It was then that Nerevar knew there was no one else he could trust with the tools than the one who had always stood by his side. Voryn. He instructed Voryn to take the tools and Voryn, feeling defeated in ways incomprehensible to those who have not lost their life’s work to termites, agreed. He did not fear death any longer. The War was over. His house was in ashes. He needed not fear death, for he was dead already—the only difference was that he was still walking.
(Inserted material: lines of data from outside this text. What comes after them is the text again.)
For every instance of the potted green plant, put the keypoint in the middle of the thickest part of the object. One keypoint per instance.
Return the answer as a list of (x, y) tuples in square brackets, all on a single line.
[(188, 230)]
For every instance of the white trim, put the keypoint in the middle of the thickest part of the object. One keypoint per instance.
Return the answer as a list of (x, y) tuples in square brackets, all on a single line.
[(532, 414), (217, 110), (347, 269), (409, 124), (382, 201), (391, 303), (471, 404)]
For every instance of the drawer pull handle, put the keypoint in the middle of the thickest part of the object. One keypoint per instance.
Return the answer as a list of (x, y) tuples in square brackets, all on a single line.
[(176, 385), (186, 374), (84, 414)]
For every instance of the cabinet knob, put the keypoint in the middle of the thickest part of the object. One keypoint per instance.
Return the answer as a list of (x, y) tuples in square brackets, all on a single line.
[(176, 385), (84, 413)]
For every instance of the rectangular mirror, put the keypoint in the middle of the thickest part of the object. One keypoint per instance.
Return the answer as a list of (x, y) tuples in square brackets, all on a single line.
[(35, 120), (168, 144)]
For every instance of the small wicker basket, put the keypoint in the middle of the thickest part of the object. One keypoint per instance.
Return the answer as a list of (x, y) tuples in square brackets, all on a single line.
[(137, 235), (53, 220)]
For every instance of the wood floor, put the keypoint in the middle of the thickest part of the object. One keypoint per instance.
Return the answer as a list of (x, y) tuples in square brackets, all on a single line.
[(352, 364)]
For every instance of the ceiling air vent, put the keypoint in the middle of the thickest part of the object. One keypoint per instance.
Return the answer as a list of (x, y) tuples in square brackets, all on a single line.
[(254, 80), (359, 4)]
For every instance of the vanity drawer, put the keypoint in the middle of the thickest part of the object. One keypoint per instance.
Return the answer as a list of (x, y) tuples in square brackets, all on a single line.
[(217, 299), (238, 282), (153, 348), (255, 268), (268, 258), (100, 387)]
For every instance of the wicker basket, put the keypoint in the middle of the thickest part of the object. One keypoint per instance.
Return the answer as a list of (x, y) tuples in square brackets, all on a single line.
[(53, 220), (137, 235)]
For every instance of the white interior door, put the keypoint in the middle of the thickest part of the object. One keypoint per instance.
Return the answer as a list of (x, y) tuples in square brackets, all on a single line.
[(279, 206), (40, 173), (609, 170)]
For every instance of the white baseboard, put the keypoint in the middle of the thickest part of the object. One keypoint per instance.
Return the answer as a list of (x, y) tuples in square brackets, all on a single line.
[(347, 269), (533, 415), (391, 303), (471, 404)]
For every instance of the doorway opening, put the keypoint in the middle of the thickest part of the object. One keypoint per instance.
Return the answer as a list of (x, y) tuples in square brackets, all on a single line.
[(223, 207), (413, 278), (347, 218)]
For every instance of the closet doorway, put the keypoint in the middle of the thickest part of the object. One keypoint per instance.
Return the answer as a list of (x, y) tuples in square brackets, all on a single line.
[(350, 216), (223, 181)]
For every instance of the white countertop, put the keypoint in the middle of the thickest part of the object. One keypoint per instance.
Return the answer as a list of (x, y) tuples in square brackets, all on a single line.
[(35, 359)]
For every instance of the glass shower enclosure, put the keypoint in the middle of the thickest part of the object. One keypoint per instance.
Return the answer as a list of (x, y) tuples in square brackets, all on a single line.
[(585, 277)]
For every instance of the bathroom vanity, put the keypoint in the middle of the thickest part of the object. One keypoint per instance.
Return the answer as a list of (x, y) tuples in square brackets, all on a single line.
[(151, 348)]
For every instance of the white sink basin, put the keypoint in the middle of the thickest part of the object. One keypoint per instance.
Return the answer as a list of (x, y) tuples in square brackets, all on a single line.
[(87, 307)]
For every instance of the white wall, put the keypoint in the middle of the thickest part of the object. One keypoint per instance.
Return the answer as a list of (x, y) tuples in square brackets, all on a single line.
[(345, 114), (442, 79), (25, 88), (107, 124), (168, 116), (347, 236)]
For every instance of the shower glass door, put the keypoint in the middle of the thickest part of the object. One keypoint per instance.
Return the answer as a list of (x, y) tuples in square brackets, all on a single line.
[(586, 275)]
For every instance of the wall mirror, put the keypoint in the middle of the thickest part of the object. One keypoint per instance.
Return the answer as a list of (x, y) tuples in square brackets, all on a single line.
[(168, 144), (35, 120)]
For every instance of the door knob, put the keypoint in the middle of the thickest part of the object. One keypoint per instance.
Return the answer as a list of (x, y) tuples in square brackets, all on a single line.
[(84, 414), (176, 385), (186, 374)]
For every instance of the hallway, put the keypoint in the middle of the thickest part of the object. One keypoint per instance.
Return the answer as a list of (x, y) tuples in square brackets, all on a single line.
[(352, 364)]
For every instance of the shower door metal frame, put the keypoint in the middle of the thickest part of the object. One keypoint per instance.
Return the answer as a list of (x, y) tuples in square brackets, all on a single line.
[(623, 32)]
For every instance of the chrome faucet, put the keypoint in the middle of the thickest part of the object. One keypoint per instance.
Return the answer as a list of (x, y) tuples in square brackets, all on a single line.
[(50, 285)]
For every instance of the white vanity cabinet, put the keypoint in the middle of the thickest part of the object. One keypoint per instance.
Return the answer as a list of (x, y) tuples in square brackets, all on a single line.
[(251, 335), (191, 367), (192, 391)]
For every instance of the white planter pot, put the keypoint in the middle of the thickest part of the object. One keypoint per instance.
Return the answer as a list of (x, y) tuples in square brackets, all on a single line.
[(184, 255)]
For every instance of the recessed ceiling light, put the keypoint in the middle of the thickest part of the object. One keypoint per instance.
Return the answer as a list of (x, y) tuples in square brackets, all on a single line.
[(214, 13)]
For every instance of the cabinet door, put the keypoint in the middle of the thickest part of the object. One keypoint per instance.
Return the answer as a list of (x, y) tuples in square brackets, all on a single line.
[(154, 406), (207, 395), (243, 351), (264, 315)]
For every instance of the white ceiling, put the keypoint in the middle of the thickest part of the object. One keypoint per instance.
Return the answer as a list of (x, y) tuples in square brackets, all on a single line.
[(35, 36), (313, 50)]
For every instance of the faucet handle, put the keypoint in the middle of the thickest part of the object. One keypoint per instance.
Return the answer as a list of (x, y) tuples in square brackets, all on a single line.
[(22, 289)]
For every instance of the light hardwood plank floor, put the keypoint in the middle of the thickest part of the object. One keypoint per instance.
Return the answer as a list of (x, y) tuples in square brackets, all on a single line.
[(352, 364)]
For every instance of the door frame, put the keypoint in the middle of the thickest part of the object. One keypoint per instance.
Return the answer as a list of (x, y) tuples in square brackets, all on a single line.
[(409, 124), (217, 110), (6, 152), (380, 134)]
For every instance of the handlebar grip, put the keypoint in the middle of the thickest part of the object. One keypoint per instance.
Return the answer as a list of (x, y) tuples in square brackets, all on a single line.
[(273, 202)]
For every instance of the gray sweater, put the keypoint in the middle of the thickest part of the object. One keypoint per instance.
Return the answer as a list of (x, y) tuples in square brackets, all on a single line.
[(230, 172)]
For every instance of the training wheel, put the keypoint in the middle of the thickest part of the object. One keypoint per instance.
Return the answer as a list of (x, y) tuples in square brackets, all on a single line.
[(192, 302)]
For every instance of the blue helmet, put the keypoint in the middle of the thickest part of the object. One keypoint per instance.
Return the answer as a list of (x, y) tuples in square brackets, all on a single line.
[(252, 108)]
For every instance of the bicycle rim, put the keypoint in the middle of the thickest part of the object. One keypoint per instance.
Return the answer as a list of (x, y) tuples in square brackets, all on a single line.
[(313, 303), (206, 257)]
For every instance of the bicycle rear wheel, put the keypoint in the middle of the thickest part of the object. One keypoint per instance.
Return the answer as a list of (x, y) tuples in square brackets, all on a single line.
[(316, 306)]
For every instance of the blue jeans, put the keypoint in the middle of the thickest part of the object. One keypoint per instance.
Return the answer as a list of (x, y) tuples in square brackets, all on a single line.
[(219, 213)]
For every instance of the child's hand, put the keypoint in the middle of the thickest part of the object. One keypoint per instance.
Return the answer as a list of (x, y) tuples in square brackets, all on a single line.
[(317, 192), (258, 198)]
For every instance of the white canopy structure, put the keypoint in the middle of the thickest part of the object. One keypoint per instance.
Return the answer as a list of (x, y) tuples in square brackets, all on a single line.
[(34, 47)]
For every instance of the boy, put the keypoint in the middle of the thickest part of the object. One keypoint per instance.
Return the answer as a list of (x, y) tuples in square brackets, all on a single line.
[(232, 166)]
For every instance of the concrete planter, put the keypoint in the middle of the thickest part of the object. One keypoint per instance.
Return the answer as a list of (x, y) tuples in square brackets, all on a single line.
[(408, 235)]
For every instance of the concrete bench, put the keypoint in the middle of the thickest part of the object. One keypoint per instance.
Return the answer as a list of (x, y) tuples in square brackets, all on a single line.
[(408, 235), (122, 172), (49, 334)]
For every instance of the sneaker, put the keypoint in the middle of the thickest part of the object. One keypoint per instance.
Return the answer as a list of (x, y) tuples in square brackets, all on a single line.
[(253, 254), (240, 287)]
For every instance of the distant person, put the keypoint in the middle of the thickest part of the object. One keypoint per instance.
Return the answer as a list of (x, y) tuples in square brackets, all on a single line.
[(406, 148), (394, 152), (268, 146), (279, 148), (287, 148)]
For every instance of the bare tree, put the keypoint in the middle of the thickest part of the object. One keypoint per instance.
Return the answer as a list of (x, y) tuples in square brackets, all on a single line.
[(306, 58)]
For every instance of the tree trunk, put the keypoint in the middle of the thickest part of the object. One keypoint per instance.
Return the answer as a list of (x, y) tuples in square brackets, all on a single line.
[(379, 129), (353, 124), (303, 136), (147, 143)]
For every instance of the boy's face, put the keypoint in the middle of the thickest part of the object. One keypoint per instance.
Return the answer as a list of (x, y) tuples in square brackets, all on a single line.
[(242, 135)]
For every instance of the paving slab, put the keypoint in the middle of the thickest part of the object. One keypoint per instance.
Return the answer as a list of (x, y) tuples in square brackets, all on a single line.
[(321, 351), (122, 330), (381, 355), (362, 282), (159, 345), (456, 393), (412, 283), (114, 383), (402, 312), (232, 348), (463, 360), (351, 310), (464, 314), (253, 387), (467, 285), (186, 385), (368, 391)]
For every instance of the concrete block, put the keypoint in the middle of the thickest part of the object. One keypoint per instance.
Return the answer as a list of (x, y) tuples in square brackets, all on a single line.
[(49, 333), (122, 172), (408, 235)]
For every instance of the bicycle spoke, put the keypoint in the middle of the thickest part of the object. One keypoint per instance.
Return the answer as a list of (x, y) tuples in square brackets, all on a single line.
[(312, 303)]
The Tribunal then took Nerevar outside the room and requested that they, not he, be entrusted with the Tools. Nerevar disagreed and when he did so, they threatened to kill Voryn if he did not surrender the Tools. To this, Nerevar was appalled and aghast. How could they threaten him when he had fought beside them in this gruesome battle? How could they carve up one of their own—had their not been enough blood shed on this day, he asked. To this, they said no. They would not trust him with the tools and that if he did not give them willingly, they would kill him for it.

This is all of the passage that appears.